O presidente do Brasil já se envolveu em situações que tinham o sexo como protagonista, como quando usou sua conta oficial no Twitter para perguntar o que é golden shower e pública fixação por criticar homossexuais. Uma pessoa falar de sexo sempre com uma conotação suja pode indicar algum distúrbio?

Elizabeth Badinter, discípula de Simone de Beauvoir, disse: "A homofobia contribui para reforçar a frágil heterossexualidade de muitos homens". Isso vem corroborar um estudo multicêntrico conduzido por uma equipe formada por investigadores da Universidade de Rochester, da Universidade de Essex, e da Universidade da Califórnia em Santa Bárbara que conclui que a homofobia se dá com mais assiduidade em indivíduos com uma atração não reconhecida pelo mesmo sexo.

As descobertas apoiam a teoria de que o medo, a ansiedade e a aversão que alguns heterossexuais sentem a gays e lésbicas podem crescer com a repressão de seus próprios desejos homossexuais. Pois que tomem nota o senhor Bolsonaro e os que têm o mesmo discurso homofóbico e se olhem no espelho.

A sexualidade é um valor e uma capacidade de desenvolver, e não algo sujo. A sujeira está nas suas mentes, que foram contaminadas com uma sexofobia patológica e doente, cheia de medos e insatisfações, de origem multifatorial, onde têm relação com fatores educativos, traumas infantis e graves problemas de apego.


As pessoas têm pensado mais em sexo e por isso a pornografia é tão popular ou as pessoas têm pensado mais em sexo porque a pornografia é tão popular?

A pornografia, como é produzida e comercializada, retrata claramente um modelo de relações sexuais reducionista, genitalizado, falocrático, masculinizado, produtivista, desportivo e marginalizador. E não só retrata este modelo como o consolida. Por isso é tão preocupante que este tipo de pornografia esteja disponível para todas as idades.

E, fora do ambiente virtual, as pessoas têm feito mais sexo no mundo?

As novas tecnologias têm um impacto importante na sexualidade humana. Uma das vantagens é que o acesso à informação sobre sexo fica mais democrático, bem como o acesso às terapias sexuais.
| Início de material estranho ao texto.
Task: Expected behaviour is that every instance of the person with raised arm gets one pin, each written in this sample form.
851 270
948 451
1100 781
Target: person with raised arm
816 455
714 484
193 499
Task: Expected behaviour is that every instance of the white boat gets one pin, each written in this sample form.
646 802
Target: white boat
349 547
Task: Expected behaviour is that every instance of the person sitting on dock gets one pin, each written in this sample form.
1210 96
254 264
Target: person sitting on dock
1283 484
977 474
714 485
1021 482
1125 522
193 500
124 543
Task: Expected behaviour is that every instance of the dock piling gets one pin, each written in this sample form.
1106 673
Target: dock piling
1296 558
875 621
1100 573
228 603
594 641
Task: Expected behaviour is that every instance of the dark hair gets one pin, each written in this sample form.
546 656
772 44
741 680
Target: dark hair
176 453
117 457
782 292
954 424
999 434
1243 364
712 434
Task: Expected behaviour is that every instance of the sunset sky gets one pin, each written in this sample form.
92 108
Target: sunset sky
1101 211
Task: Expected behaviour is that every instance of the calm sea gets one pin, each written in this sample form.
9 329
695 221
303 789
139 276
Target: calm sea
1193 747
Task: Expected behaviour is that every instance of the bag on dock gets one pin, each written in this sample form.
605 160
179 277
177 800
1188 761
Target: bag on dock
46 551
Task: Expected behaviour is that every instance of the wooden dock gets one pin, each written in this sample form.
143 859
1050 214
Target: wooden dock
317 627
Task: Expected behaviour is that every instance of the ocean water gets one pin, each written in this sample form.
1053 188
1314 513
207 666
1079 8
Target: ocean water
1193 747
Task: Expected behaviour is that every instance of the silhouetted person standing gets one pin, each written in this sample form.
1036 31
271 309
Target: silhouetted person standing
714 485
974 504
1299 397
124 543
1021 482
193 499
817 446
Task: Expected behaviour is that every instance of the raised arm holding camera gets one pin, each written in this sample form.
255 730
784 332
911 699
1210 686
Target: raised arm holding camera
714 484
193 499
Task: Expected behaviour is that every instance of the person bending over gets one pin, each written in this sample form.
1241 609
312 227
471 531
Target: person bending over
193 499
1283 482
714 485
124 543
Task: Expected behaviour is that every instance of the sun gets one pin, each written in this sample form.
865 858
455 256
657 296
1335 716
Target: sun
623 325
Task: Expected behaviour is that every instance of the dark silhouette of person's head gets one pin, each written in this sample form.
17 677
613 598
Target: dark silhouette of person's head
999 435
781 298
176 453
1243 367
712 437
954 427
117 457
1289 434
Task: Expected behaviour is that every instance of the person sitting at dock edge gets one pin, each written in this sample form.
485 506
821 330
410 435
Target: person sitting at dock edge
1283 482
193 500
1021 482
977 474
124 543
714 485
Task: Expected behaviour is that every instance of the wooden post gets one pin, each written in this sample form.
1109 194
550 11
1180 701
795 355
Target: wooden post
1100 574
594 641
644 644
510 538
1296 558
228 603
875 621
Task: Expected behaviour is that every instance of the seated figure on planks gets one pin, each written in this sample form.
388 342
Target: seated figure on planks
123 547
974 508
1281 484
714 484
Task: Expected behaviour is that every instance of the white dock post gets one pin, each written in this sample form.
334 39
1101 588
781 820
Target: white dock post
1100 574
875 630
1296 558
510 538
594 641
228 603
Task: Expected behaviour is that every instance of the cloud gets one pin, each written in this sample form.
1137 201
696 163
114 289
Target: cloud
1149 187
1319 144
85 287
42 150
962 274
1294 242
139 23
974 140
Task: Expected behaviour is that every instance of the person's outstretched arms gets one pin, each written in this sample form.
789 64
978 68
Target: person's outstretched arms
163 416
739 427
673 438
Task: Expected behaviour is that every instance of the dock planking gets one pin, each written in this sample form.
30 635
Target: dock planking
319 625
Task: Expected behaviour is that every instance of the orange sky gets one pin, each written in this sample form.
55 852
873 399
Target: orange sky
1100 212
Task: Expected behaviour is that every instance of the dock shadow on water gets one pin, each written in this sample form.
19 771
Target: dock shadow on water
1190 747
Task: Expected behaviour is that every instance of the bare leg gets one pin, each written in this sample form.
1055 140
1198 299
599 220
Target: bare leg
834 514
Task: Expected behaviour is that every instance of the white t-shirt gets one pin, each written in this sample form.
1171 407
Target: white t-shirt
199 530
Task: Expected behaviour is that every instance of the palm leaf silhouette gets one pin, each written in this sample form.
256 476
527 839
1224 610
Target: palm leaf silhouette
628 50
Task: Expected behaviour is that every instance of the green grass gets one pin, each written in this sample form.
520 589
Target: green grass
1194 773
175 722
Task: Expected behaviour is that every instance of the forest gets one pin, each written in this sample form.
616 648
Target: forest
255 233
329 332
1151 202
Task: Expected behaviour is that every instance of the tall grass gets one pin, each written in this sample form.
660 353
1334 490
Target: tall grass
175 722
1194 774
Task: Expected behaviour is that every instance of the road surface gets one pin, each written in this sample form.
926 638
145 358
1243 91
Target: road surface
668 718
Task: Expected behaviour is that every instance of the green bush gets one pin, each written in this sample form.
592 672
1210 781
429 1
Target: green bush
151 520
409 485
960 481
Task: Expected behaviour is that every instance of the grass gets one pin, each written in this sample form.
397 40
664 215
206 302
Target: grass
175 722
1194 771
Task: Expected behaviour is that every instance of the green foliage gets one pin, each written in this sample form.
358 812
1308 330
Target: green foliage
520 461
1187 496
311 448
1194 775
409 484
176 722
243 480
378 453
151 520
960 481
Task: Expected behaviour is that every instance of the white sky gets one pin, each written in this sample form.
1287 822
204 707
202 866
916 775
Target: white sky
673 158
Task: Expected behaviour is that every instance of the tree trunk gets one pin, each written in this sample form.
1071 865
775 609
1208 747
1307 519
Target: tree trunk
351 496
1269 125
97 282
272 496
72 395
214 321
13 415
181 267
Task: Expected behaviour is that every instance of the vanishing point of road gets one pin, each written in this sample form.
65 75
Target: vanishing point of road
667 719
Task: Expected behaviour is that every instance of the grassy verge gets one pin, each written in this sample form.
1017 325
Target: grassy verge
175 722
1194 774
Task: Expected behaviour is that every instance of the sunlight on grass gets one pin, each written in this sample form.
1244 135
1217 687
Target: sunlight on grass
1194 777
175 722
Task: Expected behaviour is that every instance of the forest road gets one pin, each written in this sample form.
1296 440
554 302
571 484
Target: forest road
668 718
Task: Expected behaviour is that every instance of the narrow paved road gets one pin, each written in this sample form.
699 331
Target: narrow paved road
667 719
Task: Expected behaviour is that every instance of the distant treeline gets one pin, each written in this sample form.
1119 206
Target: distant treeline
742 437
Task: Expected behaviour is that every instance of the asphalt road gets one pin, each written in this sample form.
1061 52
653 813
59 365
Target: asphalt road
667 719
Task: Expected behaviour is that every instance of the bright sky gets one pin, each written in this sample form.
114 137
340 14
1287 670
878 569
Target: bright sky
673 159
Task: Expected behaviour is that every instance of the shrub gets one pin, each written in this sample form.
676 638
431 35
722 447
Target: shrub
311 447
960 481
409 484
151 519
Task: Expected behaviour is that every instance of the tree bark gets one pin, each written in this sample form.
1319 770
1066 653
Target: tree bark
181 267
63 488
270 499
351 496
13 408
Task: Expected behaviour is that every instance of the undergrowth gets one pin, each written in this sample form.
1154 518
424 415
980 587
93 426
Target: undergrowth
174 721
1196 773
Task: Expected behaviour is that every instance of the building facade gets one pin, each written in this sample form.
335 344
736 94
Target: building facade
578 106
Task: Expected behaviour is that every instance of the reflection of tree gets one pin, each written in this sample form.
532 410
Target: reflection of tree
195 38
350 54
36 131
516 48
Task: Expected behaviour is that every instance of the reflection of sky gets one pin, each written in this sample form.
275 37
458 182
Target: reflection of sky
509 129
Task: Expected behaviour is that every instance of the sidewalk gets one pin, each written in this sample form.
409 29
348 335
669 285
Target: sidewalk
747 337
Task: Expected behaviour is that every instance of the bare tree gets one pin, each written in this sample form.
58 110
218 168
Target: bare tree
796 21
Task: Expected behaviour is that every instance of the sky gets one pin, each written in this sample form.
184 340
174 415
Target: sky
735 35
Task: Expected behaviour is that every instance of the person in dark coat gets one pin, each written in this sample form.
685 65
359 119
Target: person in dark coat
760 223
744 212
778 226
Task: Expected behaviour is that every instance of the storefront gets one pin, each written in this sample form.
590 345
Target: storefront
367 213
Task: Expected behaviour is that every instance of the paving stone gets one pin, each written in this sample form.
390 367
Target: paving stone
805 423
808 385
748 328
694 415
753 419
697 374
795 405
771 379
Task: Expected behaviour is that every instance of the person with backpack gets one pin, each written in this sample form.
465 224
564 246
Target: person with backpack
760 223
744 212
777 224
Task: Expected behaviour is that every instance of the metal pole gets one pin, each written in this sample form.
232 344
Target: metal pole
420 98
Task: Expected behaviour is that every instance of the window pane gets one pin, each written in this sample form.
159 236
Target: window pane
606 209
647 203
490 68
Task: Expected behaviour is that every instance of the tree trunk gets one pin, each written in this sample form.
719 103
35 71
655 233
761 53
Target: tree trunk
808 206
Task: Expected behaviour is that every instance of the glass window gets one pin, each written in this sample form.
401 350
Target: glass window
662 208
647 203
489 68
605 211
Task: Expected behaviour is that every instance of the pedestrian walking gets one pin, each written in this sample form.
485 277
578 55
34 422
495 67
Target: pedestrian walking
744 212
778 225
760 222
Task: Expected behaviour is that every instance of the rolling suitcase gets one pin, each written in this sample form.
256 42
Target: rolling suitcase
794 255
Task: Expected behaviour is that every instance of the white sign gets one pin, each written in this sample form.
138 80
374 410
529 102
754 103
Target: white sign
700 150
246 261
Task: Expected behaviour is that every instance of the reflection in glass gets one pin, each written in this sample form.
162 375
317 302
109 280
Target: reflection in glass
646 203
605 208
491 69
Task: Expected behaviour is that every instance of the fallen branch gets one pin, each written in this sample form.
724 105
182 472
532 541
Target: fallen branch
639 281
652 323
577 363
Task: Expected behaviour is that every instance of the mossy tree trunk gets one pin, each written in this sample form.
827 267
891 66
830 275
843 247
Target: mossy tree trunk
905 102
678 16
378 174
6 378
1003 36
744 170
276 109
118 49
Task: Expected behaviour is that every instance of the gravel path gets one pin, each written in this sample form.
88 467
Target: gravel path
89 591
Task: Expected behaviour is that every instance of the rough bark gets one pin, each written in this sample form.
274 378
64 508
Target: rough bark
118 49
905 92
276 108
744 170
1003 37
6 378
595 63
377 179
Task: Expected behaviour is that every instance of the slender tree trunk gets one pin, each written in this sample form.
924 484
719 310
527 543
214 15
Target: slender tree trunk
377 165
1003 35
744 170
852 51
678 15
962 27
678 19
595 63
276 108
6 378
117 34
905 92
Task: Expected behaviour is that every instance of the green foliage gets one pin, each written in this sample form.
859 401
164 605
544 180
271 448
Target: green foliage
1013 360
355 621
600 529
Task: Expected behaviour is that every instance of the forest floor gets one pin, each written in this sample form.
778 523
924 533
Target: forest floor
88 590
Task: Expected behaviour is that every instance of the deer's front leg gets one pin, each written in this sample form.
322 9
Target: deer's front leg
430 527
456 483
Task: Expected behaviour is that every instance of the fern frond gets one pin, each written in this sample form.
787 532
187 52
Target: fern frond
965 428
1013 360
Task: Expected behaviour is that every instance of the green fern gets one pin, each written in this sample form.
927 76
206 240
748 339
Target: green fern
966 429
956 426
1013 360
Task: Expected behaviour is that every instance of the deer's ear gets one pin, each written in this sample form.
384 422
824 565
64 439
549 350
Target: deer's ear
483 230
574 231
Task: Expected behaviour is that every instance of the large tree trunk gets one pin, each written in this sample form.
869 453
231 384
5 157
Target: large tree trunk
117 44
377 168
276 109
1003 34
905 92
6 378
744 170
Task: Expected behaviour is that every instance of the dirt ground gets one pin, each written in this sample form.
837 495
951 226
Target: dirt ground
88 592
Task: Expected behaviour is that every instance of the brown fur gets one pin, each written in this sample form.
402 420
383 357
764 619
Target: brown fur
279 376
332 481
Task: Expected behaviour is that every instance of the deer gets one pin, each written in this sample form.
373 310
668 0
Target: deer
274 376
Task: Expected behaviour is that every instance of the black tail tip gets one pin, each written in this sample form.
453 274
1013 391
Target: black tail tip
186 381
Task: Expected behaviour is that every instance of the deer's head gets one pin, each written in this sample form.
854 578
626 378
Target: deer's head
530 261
O ponto negativo é a progressão de uma nova forma de solidão, a eletrônica.

Há pessoas que se fecham em si e na comodidade do seu rincão cibernético. Isso pode produzir problemas psicológicos, e, sobretudo, a amputação dos campos sensoriais em detrimento de um dos aspectos fundamentais da sexualidade: o contato corporal e a satisfação da sede de pele, que é tão intensa no ser humano.